After getting all of the facts from my OB/GYN, I went to the director of the Christian crisis pregnancy center where I'd been volunteering and began asking questions about why we gave married women referrals for birth control. She explained that it was a personal choice (hmm, where have I heard that before?) and that she wasn't entirely sure there was anything wrong with chemical contraceptives. Actually, she didn't even realize there might be something wrong with them until I started explaining what my doctor had told me...

Birth control pills are supposed to work by tricking your body into thinking it's already pregnant. And 99% of the time that is effective. However, when it is not, the pill goes on to create a "hostile environment" for the "fertilized egg" (i.e. product of conception, a.k.a "when life begins," b.y.o.b., no don't 'cause you're totally preggers, dude). Not to mention, the Plan B pill, which so many Christians proudly proclaim to be against, is actually just 3 birth control pills taken in a 24 hour window. How can we simply ignore these facts?
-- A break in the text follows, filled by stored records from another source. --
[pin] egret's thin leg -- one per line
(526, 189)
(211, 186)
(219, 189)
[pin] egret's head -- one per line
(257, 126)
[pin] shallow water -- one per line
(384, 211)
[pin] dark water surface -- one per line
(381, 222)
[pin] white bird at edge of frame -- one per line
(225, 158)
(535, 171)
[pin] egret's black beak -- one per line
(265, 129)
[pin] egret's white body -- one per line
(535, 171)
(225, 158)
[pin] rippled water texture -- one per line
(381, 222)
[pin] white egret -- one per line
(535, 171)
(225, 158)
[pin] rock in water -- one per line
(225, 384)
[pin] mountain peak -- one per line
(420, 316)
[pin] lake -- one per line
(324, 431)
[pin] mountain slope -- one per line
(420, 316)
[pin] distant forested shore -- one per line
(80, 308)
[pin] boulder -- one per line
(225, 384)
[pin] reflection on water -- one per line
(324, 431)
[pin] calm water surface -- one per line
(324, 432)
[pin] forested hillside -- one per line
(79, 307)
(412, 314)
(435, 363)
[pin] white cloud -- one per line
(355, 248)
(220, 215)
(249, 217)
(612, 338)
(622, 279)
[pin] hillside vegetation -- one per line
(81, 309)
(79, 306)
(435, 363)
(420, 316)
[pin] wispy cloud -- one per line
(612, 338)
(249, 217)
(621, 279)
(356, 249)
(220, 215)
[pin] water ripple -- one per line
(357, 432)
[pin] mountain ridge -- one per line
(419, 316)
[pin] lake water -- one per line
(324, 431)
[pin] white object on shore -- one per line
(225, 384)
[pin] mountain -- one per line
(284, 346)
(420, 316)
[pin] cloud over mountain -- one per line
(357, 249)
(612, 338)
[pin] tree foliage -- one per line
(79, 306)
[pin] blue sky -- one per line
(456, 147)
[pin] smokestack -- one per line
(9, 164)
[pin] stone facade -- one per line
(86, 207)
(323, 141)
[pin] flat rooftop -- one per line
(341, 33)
Now believe me, I wish they weren't true. I had been on the pill for years and suddenly started wondering if my hostile womb had ever run anyone off. I mean, here I was an avid respecter of life, who was ignorantly dosing my body with an abortifacient. And that's when I got pissed. It can only be a "personal choice" when we're given all the facts, and when it comes to birth control, we certainly are not. I am sick of women being kept in the dark in regards to their bodies. Many of the same lies revolving around abortion can also be applied to contraceptives. It's as though women cannot be trusted with the facts. Because if we have all of the information, we might choose differently, and then no one would be able to control our reproduction anymore. So much for "choice." The decisions have already been made for us. The only thing we're choosing is to remain ignorant.

Here's the deal- sadly, I've come to expect such deceit from the world. But not from my church. As Protestants we must wake up and realize our own hypocrisy. We're propagating a lie by omitting the truth. Either life begins at conception or is doesn't. It’s just that simple. And if it does, than we have some major changes to make.